Book description
Written after he had been banished to the Black Sea city of Tomis by
Emperor Augustus, the Fasti is Ovid's last major poetic work. Both a
calendar of daily rituals and a witty sequence of stories recounted in a
variety of styles, it weaves together tales of gods and citizens
together to explore Rome's history, religious beliefs and traditions. It
may also be read as a subtle but powerful political manifesto which
derides Augustus' attempts to control his subjects by imposing his own
mythology upon them: after celebrating the emperor as a
Jupiter-on-earth, for example, Ovid deliberately juxtaposes a story
showing the king of the gods as a savage rapist. Endlessly playful, this
is also a work of integrity and courage, and a superb climax to the life
of one of Rome's greatest writers.
Ovid (43 BC - AD 18) was a Roman writer who mastered a wide range of
literary forms from elegies of nostalgia and love to 'collective'
narratives relating disconnected stories, such as Metamorphoses.

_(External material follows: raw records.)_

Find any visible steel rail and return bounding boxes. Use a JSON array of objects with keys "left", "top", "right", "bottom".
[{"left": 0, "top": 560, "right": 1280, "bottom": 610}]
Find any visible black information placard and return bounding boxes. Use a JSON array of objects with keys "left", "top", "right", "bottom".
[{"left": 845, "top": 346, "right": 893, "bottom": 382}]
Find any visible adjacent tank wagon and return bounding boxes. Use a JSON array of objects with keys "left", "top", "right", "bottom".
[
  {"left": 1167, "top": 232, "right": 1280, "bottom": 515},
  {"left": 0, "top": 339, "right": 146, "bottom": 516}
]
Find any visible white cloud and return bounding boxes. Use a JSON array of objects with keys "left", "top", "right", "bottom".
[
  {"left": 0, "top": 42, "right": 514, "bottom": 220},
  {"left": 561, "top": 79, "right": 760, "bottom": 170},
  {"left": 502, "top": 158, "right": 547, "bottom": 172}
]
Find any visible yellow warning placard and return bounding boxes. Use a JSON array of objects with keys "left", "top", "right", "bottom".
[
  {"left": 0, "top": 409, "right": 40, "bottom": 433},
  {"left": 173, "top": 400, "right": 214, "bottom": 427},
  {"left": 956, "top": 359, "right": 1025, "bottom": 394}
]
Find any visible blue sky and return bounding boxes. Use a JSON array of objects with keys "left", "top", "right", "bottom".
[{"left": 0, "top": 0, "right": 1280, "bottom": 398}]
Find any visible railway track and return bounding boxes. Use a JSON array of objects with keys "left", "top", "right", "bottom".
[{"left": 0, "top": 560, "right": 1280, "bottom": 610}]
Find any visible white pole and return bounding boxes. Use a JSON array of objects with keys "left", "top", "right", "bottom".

He
died in exile by the Black Sea. Ovid's influence has extended through
Chaucer's age to Marlowe, Spenser, Shakespeare, and to poets such as
Ted Hughes in the twentieth century.
Anthony Boyle is Professor of Classics at the University of Southern
California in Los Angeles. He is the editor of the classical literary
journal Ramus and his publications include Ancient Pastoral, The
Imperial Muse and Roman Literature and Ideology.
Roger Woodard is Associate Professor of Classics at UCLA. His
publications include Greek Writing from Knossos to Homer and The
Cambridge Encyclopedia of the World's Ancient Languages.